# Check engine light and "airbag service" light after sub install



## Bammeh (Mar 17, 2012)

I recently took my car to a well known shop in the Atlanta area called Jokers audio.


It sounds great, but the check engine light, service airbag light, remote start does
not work and the drivers side controls ddo not work either. 

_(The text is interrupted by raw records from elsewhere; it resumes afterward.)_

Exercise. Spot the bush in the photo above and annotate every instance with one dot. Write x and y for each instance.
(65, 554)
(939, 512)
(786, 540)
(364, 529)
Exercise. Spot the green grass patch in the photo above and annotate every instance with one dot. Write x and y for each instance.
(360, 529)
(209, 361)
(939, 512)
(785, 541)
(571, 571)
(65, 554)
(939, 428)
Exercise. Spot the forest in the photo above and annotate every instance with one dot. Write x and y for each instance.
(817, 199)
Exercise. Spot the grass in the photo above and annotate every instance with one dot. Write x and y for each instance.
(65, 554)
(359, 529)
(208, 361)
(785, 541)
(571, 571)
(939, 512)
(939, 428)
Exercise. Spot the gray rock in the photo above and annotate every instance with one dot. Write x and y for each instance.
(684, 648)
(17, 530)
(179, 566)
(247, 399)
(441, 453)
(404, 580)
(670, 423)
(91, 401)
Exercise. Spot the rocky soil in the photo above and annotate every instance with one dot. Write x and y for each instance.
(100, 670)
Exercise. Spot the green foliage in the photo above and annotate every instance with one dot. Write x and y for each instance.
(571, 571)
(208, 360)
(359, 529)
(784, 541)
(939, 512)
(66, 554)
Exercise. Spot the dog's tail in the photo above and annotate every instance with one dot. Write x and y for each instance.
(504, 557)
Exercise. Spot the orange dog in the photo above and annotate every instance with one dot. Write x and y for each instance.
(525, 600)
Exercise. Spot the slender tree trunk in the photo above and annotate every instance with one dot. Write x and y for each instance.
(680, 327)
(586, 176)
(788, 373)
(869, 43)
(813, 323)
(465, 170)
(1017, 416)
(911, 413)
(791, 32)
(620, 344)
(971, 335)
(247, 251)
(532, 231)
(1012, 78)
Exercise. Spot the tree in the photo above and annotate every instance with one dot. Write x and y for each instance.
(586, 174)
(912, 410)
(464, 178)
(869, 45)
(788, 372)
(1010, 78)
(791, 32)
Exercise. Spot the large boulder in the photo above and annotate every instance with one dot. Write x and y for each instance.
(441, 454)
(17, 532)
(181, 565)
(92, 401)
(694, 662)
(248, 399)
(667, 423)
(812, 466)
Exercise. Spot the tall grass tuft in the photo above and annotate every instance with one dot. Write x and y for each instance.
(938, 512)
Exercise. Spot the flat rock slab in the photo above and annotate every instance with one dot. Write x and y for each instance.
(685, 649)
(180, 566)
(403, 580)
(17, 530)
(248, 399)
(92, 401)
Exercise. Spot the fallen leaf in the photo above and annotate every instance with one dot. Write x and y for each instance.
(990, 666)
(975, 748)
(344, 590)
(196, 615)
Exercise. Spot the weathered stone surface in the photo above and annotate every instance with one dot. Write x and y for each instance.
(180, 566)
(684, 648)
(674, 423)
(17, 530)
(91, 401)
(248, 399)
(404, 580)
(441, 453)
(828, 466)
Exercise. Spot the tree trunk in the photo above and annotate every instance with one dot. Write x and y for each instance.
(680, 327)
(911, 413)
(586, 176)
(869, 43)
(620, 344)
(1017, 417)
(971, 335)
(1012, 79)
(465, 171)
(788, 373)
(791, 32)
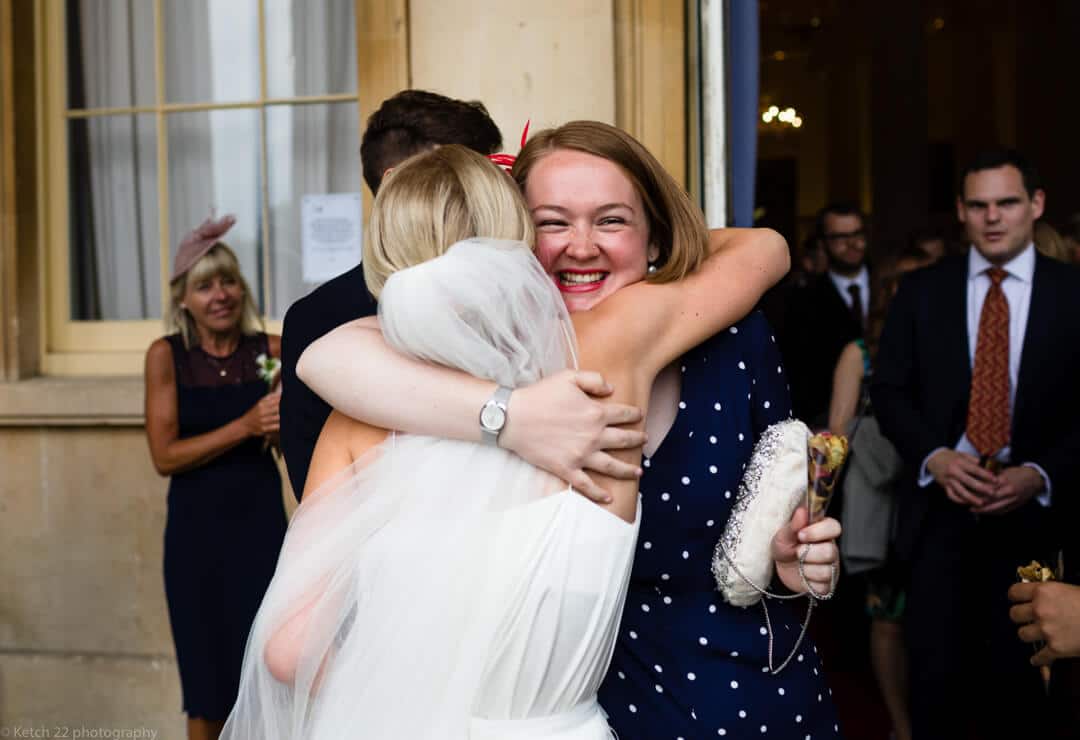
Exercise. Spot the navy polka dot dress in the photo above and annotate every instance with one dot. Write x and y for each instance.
(686, 663)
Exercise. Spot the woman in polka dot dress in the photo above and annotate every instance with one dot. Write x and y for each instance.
(686, 663)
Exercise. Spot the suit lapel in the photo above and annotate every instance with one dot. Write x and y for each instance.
(954, 335)
(1036, 338)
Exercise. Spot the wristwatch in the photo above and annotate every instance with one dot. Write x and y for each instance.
(493, 416)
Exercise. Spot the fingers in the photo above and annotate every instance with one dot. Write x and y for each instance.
(976, 485)
(826, 529)
(592, 382)
(1043, 657)
(607, 465)
(584, 485)
(613, 438)
(1022, 614)
(819, 574)
(821, 553)
(1022, 592)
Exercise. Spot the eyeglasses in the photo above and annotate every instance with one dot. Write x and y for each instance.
(840, 236)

The guys at the shop said I need to have the computer reset. 
Is this true? If so, will getting it reset void my warranty?


----------



## SeanM402 (Aug 8, 2011)

What did you have installed?


----------



## XtremeRevolution (Jan 19, 2012)

SeanM402 said:


> What did you have installed?


Same thing I'm wondering too. A sub install shouldn't leave you with several service codes and lights and things not working. Sounds like they screwed something up.


----------



## Bammeh (Mar 17, 2012)

All they did was hook the power to the battery and plug up the converter do I could keep the stock radio. He said he didn't have to touch anything behind the radio?


----------



## Bammeh (Mar 17, 2012)

I had a subwoofer and a 1000 watt amp hooked up to the pioneer system.


----------



## Bammeh (Mar 17, 2012)

Can anyone help me with this?


----------



## Bammeh (Mar 17, 2012)

I unplegged the negative battery terminal to unplug the amp. When I replugged everything up remote start worked and the check engine light went off.

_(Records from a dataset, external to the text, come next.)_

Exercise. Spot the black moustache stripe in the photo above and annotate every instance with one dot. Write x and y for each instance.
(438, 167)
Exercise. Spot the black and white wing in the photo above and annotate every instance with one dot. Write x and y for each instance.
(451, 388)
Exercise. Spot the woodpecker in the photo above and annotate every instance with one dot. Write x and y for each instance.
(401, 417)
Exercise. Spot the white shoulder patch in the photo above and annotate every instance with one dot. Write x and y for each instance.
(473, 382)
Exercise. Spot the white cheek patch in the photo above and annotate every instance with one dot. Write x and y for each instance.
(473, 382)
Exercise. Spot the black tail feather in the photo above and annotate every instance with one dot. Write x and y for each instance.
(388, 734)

Sadly, the driver side power windows for every window except the driver window did not work, and the Service Airbag light was still on.

Also, the battery is pushing 14.1-14.8v now -.-

All they did was run the 8 gauge power cable to the battery, to the back and they used a loc converter from the back speakers to get the RCA input. I do not think they touched the wires at the front of the car, next to the hood latch.


----------



## Beachernaut (Mar 27, 2012)

So when you dropped the car off it had no issues, and when you got it back it has all of these? 
You'll most likely need to take it to the dealership, shop, or someone who has the equipment to pull the codes and find out exactly what's wrong.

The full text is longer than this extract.